IBM unlocks secrets of life
Computing visits Big Blue's life sciences research centre in New York to see the latest developments
Over the next 10 years, IT is expected to herald a revolution in the drugs and medical industries.
IBM's life sciences team is at the forefront of developments that will play a major role in this new era of information-based medicine. Computing last week visited its New York research centre to see the latest work.
'More has happened, faster than expected, in turning data into practical solutions,' said IBM life sciences solutions general manager Carol Kovac.
'While this is mostly a long-term project, the last three years has seen an increase in activity, and many more solutions come to market.'
Over the last decade, scientists have developed various tools for pattern matching and discovery and creating new techniques for data mining. The potential rewards are enormous.
'If you can add molecular data to existing clinical trials, you can make research more specific and then target drugs far more specifically to individual user's needs,' said IBM life sciences clinical genomics team leader Kareem Saad.
IBM is working with a range of universities and other partners to study a variety of diseases in depth.
'What was fascinating for me to discover was that in groups of patients with pulmonary conditions [lung disease], 50 per cent of them have a specific risk, such as smoking. But the other half had nothing, no specific risk that could lead to the same disease,' said Saad.
'The same, although in slightly less than half of the patients, holds true for cardiovascular disease and breast cancer. We hope to make a move to specific subsets of major diseases, rather than stay with our current "one size fits all" solution for drugs.'
Saad says that IT is a critical component in achieving more personalised medicine, but it also requires a change in the whole industry.
'IT is just an enabler to the new way of working with drugs,' he said.
Dealing with the genome Ajay Royyuru, manager for IBM's computational biology centre, says the sequencing of the human genome has shifted the field of biology considerably.
'The old way for biologists to learn was top down, like high school students dissecting a frog to see what's inside. The new way is to look at an object's genome sequence and see what the precise makeup of it is,' he said.
But the genome is just the beginning of a long journey.
'Getting the genome sequence is like getting a book filled with all the part numbers for a Boeing. You have no idea what those parts are, what they do, or how they interact with other parts, but it does give you a starting point to work up from. It enables biologists to build models based on the basic information.'
The challenge for IBM is figuring out how IT can be used to help transform the massive amounts of data being discovered into meaningful knowledge.
Royyuru says IT is being used to help sequence assembly algorithms, perform molecular modelling and structure prediction and generate complex cell and organ simulations.
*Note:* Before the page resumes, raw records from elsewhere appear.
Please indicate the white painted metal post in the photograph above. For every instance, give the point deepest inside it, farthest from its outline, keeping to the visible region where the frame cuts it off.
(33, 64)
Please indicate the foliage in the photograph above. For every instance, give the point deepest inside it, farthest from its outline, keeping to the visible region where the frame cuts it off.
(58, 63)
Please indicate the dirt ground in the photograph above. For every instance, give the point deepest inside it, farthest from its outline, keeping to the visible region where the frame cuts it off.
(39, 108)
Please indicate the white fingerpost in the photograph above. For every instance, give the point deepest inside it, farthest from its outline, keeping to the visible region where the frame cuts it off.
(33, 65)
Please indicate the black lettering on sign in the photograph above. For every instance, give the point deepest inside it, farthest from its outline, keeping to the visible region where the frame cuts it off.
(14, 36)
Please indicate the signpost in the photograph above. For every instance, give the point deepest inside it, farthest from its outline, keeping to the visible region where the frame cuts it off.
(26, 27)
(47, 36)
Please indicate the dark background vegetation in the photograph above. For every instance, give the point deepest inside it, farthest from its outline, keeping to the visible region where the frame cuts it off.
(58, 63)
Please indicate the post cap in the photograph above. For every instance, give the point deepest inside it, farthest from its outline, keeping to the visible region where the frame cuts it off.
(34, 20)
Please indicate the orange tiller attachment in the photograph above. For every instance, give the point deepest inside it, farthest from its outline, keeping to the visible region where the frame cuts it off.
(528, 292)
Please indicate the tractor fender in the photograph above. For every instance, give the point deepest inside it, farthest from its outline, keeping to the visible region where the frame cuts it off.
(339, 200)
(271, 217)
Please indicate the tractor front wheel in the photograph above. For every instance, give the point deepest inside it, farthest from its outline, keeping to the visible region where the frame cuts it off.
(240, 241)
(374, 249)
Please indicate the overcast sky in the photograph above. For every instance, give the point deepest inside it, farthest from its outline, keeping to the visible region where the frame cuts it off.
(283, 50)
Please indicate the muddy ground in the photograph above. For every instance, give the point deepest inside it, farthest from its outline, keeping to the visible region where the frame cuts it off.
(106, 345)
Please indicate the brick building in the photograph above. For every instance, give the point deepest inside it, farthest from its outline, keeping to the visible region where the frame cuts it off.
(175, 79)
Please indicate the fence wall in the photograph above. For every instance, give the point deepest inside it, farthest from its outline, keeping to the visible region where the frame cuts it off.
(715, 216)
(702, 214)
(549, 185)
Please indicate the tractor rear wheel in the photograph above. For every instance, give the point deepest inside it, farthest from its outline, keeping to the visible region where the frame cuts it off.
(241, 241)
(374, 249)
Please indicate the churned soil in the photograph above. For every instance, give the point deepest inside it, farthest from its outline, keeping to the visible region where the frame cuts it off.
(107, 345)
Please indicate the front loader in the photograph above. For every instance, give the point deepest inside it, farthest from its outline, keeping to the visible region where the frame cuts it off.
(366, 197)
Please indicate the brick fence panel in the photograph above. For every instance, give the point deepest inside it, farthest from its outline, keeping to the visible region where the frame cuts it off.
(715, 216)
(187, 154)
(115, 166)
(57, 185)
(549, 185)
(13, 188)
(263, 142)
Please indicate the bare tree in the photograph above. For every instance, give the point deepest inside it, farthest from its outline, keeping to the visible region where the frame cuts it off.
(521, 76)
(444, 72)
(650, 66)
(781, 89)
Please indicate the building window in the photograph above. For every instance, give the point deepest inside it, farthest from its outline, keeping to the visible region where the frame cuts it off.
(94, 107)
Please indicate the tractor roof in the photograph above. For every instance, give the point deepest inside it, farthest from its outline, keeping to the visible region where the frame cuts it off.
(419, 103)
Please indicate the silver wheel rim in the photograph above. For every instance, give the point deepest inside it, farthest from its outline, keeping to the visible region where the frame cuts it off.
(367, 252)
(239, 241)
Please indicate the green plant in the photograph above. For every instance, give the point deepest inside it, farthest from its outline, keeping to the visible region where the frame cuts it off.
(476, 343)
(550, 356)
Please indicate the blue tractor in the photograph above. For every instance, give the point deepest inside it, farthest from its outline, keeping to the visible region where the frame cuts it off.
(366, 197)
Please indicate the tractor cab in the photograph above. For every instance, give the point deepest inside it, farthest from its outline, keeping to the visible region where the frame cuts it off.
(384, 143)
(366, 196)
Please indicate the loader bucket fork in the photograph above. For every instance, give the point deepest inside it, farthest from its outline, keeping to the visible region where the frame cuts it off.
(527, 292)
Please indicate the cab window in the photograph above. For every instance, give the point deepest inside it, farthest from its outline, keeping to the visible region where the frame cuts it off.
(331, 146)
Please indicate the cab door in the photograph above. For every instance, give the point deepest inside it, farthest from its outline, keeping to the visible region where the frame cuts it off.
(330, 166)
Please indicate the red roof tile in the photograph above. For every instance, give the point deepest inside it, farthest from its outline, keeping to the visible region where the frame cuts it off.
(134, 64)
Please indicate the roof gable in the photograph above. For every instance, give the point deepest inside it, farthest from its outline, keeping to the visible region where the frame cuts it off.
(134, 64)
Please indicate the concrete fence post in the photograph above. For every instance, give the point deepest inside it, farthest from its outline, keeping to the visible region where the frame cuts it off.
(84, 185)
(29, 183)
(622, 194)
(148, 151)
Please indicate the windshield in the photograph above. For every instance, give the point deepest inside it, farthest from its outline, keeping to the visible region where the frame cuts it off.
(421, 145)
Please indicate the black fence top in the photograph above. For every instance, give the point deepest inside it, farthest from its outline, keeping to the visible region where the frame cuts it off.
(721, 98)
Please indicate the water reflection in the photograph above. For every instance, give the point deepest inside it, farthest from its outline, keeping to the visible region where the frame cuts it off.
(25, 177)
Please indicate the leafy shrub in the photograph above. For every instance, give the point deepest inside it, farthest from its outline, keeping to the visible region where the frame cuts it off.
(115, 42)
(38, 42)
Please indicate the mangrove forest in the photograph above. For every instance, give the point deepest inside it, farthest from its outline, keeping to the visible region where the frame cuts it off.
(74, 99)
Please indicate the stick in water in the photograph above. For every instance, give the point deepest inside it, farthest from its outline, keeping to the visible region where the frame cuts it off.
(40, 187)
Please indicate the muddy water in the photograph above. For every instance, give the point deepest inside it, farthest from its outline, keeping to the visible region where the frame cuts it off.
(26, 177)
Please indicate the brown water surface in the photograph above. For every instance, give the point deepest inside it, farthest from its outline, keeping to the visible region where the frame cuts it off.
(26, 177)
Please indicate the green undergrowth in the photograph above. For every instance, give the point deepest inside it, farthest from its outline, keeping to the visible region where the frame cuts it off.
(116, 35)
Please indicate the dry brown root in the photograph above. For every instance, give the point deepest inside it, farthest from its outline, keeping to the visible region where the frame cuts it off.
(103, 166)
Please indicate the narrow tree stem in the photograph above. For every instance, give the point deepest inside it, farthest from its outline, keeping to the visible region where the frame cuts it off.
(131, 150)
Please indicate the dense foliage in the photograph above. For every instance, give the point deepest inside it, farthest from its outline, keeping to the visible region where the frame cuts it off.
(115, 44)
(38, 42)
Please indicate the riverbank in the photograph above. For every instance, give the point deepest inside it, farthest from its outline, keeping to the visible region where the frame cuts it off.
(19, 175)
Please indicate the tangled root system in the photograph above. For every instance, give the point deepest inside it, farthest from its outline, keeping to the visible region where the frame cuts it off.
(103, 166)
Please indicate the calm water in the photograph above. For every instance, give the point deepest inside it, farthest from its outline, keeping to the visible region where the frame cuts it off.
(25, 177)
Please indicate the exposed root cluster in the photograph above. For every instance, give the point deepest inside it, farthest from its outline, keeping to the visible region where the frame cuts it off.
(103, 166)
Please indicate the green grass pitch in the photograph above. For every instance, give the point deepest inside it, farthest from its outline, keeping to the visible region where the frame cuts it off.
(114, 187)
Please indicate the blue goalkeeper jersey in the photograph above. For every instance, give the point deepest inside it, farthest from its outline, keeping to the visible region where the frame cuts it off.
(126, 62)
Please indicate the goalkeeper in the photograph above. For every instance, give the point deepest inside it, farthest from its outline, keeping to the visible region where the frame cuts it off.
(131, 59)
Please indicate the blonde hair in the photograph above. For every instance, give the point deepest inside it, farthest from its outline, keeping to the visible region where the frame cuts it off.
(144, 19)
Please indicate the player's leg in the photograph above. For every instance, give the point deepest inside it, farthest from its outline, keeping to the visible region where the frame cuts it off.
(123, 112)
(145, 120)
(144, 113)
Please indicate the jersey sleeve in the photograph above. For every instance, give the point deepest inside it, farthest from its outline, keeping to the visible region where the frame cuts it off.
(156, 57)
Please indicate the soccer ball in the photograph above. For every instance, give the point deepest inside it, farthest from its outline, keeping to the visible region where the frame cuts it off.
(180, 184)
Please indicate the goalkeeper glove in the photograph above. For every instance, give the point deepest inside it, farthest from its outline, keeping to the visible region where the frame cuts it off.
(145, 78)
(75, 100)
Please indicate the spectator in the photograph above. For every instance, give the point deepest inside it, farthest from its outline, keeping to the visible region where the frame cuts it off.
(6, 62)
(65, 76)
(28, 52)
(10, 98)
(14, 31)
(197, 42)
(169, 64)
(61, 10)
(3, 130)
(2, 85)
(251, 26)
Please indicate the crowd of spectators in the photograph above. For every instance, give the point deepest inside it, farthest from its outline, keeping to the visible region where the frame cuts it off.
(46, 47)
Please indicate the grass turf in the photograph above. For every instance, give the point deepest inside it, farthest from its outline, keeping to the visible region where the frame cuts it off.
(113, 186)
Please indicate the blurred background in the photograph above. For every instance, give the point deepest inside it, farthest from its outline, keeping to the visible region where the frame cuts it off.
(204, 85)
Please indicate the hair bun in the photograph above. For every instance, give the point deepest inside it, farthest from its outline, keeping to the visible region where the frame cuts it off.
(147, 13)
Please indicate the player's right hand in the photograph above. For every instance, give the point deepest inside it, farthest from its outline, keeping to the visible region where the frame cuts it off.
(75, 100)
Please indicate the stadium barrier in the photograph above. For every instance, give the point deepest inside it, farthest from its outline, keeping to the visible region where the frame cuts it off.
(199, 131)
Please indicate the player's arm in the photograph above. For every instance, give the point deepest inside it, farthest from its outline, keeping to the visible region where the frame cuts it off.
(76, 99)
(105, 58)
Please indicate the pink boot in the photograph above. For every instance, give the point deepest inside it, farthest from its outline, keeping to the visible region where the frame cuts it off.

IBM researchers are drawing on a diverse range of disciplines, such as knowledge management, visual data analysis, grid computing and data mining and management.
Pattern discovery Bioinformatics and pattern discovery group manager Isidore Rigoutsos says biotech opens up a new set of challenges for IT.
'At every level of the biological hierarchy there's tons of data to be analysed. And as we aren't able to query for "like" text, because we often don't know what we're searching for, this kind of data requires a change in the way that queries are performed.'
Along with the numerous algorithms for pattern and association discovery that IBM has developed, it has also created an online library, called Bio-dictionary.
'These tools allow researchers to input an unknown genetic sequence, analyse it to find patterns and then compare those results to known sequences in the dictionary that have been discovered by others, which provides a tremendous help to researchers,' said Rigoutsos.
IBM is making many of the tools freely available for use on its website.
IT infrastructure All this begs the question of how IBM plans to make any revenues from its research.
'There is a major need for IT infrastructure, including high-performance hardware and more advanced software tools, which make up about half of IBM's life sciences revenues,' said Kovac.
The other half is mostly made up of specialist services that the company sells to firms in the biotechnology sector.
Biotech research is also particularly compute-intensive, which led IBM to start research dedicated to building Blue Gene, the world's most powerful supercomputer.
In time, the unit's research into advanced servers will pay off with new technologies that can be integrated with the other server products.
And if, as predicted, life sciences become the hot technology for the 21st century, IBM should see major demand for its on-demand IT infrastructure, bespoke tools, and the substantial expertise it has developed.
Blue Gene In 1999, IBM Research announced its five-year, $100m Blue Gene project to build a petaflop (1,000,000,000,000,000 operations per second) supercomputer to handle complex simulations such as protein folding.
The first release, Blue Gene/L, is planned for the end of 2004 and will feature 65,536 computing nodes, each containing two processors, four maths engines and 4MB of memory.
IBM says the Linux-based Blue Gene/L will be equal to the power of all the top 500 existing supercomputers together - but only about a third as powerful as the Blue Gene/P release planned for late 2006.